Ultrahigh-resolution FT-ICR mass spectra were acquired with a 12 T Bruker Solarix mass spectrometer (Bruker Daltonics, Bremen, Germany) equipped with an APOLLO II electrospray source in negative ionization mode. For MS analysis the thermally processed Maillard model systems were diluted 1:500 (v/v) with methanol (LC-MS grade, Fluka, Germany). The diluted samples were infused into the electrospray ion source with a flow rate of 2 µL min−1. Settings for the ion source were: drying gas temperature 180 °C, drying gas flow 4.0 L min−1, capillary voltage 3600 V. Spectra were first externally calibrated by ion clusters of arginine (57 nmol mL−1 in methanol). Next, internal calibration of each spectrum was conducted with a reference list including selected Maillard reaction markers and ubiquitous fatty acids. The spectra were acquired with a time-domain of 4 megawords and 300 scans were accumulated within a mass range of m/z 92 to 1000. A resolving power of 400000 at m/z 300 was achieved. Raw spectra were post-processed by Compass DataAnalysis 4.2 (Bruker Daltonics, Bremen, Germany) and peaks with a signal-to-noise ratio (S/N) of at least 8 were exported to mass lists.

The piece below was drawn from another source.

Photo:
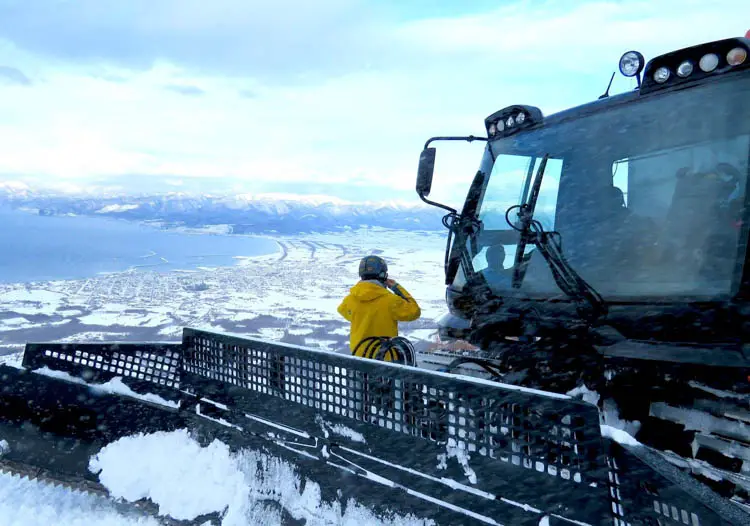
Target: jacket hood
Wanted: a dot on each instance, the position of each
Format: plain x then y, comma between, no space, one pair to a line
368,290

Processing of FT-ICR-MS data

All exported m/z features were aligned in a matrix containing averaged m/z values (peak alignment window width: ±1 ppm, Fig. S1) and corresponding peak intensities of all analyzed samples22. Molecular formulae were assigned to the exact m/z values by mass difference network analysis using an in-house developed software tool23. For further processing, only those molecular formulae were considered which were found in all three replicates of at least one sample. In total, 373 detected features could be assigned to distinct and unique molecular formulae. More than 90% of all assignments were found within an error range of ±0.2 ppm (Fig. S2). All further calculations and filtering were done in Microsoft Excel 2010 and R Statistical Language (version 3.1.1)24.

Classification into reaction pools

Molecular formulae were classified according to Yaylayan into three different reaction pools13: (i) Maillard reaction products (MRPs, Table S1), (ii) thermal induced carbohydrate degradation products, and (iii) amino acid degradation products. Ion signals which were found exclusively in all three replicates of the model systems but not in the blank samples (ribose and glycine heated alone) were classified as MRPs. Features also found in the ribose blank sample were classified as carbohydrate decomposition product. When signals were found in the model systems and both blank samples, they were considered to be contaminants. In total, eight different contaminants were detected known by us as trace contaminants omnipresent in solvents and sample preparation (Table S2). Glycine degradation products could not be detected by our analytical platform.

Average carbon oxidation state

Carbon oxidation state of molecular formulae was calculated as suggested by Kroll et al.17:

$$\overline{O{S}_{C}}=-\sum _{i}OSi\,\frac{{n}_{i}}{{n}_{C}}$$

in which OSc is determined by non-carbon atoms (H, O, and N) in the molecular formulae. The quotient ni/nc is the molar ratio of element i to carbon and OSi the oxidation state of element i set to +1, −2, and −3 for hydrogen, oxygen, and nitrogen, respectively.